Type of presentation: Poster

LS-4-P-2331 Alignment of Direct Detector Device micrographs using a local least-squares approach

Abrishami V.1, Vargas J.1, Marabini R.2, Sorzano C.1, Carazo J.1
1Biocomputing Unit, Centro Nacional de Biotecnología-CSIC, Madrid, Spain, 2Escuela Politécnica Superior, Universidad Autónoma de Madrid, Madrid, Spain
carazo@cnb.csic.es

Abstract:The recent introduction of Direct Detector Devices (DDDs) in cryo-EM represents a crucial step forward for this structural technique.. As expected, the quality of these DDD images is much better than the one obtained from Charged Coupled Devices (CCDs) but, additionally, their fast image acquisition rate makes possible the collection of “movies” composed of individual “frames”, opening the possibility to the study of how frozen hydrated specimens temporally behave as a function of electron dose rate. Indeed, biological specimens in a solid matrix of amorphous ice behave as if they were moving when being imaged, resulting in Beam Induced Movement (BIM). It turns out that BIM is a very serious experimental “resolution barrier” in cryo-electron microscopy. However, BIM “correction” is not an easy task, and several approaches have been already proposed. In this work, we present a method to correct for BIM at the image level, resulting in an integrated image where much of the BIM blurring is compensated. The methodology is based on a robust optical flow approach that can deal both with local and global movements in a very fast manner thanks to its implementation in a Graphic Process Unit (GPU). Additionally, the spatial analysis of the optical flow in between frames allow for a detailed, objective and quantitative analysis of the BIM pattern itself, providing with a new tool to evaluate this crucial effect in cryo-EM. The new approach is publically available as part of XMIPP 3.1.

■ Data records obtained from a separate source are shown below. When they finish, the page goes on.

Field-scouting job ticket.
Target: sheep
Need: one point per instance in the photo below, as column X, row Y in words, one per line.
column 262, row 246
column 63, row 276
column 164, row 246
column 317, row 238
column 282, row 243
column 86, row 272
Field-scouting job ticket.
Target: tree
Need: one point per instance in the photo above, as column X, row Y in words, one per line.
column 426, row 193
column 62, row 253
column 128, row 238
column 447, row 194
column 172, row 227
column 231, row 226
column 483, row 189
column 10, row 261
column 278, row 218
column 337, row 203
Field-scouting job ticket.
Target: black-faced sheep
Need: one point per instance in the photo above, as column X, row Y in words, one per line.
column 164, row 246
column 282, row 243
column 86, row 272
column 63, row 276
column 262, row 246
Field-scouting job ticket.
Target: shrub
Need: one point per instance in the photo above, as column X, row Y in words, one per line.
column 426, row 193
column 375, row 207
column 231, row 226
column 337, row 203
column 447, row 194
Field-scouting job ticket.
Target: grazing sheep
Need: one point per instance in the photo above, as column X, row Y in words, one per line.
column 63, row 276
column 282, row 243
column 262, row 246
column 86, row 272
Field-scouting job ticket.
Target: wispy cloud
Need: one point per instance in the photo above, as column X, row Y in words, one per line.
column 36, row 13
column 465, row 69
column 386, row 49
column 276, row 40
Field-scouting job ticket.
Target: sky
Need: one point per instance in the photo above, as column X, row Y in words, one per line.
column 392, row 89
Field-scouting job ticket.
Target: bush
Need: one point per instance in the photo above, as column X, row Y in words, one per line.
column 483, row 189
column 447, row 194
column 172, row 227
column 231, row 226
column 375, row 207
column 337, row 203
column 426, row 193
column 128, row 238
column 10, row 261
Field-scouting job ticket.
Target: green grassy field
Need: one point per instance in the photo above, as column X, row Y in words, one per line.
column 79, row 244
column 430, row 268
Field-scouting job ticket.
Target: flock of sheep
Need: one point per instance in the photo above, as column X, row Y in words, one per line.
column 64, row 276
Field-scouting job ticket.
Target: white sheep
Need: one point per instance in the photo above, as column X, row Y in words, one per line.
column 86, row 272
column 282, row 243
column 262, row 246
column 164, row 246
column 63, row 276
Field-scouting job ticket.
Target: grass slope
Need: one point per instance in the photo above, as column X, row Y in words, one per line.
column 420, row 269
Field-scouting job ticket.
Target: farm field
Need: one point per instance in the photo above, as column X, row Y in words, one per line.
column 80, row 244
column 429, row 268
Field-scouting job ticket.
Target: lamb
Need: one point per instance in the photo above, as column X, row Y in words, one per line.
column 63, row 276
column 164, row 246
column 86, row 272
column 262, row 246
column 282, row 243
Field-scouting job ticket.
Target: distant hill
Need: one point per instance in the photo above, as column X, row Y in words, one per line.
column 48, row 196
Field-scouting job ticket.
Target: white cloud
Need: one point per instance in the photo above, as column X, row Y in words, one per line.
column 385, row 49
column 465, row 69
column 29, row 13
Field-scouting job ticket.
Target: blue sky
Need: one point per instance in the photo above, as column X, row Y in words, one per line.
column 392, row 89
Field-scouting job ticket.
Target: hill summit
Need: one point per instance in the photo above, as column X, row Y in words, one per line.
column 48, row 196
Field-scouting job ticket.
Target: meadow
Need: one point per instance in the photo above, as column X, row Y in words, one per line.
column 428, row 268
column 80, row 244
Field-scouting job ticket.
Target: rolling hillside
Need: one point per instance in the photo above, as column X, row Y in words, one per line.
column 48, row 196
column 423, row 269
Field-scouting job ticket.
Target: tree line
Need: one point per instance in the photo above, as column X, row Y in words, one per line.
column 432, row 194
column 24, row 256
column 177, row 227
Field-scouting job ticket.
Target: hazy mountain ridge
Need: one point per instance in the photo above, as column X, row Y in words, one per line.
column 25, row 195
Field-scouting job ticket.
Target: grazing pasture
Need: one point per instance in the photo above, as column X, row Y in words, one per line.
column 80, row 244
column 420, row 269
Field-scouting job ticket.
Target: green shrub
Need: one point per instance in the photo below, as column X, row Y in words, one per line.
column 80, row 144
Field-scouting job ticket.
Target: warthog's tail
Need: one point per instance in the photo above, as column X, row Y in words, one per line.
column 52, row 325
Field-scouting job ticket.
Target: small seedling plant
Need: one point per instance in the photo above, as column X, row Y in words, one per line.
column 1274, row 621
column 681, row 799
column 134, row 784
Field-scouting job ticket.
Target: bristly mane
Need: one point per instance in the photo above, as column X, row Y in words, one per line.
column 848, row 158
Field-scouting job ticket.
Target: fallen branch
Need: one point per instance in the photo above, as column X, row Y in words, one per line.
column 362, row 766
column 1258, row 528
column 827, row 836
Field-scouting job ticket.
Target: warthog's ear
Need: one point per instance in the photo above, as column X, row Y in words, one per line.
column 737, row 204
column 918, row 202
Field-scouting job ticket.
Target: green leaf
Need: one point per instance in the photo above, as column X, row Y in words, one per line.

Keywords: Direct Detector Devices; Single Particle Analysis; Electron Microscopy


The authors would like to acknowledge economical support from the Spanish Ministry of Economy and Competitiveness through grants AIC–A–2011–0638 and BIO2010-16566, the Comunidad de Madrid through grant CAM(S2010/BMD-2305) and the NSF through grant 1114901, as well as postdoctoral “Juan de la Cierva” grant with reference JCI-2011-10185. C.O.S. Sorzano is recipient of a Ramón y Cajal fellow.